Peoples’ Forums have been held in several cities, such as Edmonton and London, or are planned to produce networks across the country to confront the dangers. The one in Ottawa brought more than 5,000 individuals and organizations together to exchange views and plan joint action.  Thousands of others participated in peaceful demonstrations. With politicians such as the Liberals’ Justin Trudeau and the NDP’s Thomas Mulcair becoming more attentive to the people, perhaps Canada will become a more just society.

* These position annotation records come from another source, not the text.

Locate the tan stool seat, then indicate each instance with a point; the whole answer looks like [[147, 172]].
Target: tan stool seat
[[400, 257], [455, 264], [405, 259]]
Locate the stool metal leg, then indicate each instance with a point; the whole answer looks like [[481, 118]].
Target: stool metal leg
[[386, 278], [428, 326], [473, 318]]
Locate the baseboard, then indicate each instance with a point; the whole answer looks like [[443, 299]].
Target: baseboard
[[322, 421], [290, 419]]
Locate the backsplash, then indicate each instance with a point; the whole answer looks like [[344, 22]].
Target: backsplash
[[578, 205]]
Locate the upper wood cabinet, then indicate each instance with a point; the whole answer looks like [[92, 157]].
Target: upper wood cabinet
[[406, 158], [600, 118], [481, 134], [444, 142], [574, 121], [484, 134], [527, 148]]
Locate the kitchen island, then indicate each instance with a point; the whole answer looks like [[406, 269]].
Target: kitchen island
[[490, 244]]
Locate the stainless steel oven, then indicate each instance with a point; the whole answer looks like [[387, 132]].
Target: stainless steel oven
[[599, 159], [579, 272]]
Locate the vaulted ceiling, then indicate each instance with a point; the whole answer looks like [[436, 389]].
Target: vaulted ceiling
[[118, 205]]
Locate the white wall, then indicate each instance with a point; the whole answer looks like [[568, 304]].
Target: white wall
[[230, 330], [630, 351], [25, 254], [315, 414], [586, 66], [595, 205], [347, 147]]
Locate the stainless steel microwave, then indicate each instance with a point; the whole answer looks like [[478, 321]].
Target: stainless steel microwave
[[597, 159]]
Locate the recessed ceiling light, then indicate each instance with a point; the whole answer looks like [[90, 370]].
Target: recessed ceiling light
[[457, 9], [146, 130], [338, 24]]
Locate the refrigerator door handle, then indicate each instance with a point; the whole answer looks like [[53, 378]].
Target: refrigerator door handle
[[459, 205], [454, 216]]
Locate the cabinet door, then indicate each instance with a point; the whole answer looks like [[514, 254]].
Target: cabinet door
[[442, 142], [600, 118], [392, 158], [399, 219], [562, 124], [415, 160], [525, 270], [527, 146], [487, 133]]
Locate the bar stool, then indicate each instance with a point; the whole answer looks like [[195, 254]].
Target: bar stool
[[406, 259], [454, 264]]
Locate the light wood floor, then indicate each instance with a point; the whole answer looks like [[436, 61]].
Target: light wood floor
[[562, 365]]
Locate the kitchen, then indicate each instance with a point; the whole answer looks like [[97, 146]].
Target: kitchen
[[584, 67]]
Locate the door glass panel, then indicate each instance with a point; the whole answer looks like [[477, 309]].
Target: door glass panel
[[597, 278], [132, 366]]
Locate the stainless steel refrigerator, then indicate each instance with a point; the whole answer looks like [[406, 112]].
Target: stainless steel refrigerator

The US faces a greater danger. Most blacks live in poverty. The country’s political system rests on corruption with the rich or powerful lobbies, such as the gun control group, dictating the country’s agenda. Diehard right-wing conservatives block social justice, as evidenced by their enmity toward President Barack Obama and his efforts to provide medical care to the millions of Americans who cannot not afford it. The US Census Bureau recently reported  that poverty levels declined slightly in 2013. But one out of six Americans still lacks enough food and some 14.5 percent of Americans remain poor.



The Justice Department reported a 15 percent increase in crime last year with 26 persons out of 1,000 suffering violence.



The US has to pay much greater attention to removing poverty, social injustices and other root causes of crime if it is to make life better and safer for all Americans.

 




— Mohammed Azhar Ali Khan is a retired Canadian journalist, civil servant and refugee judge.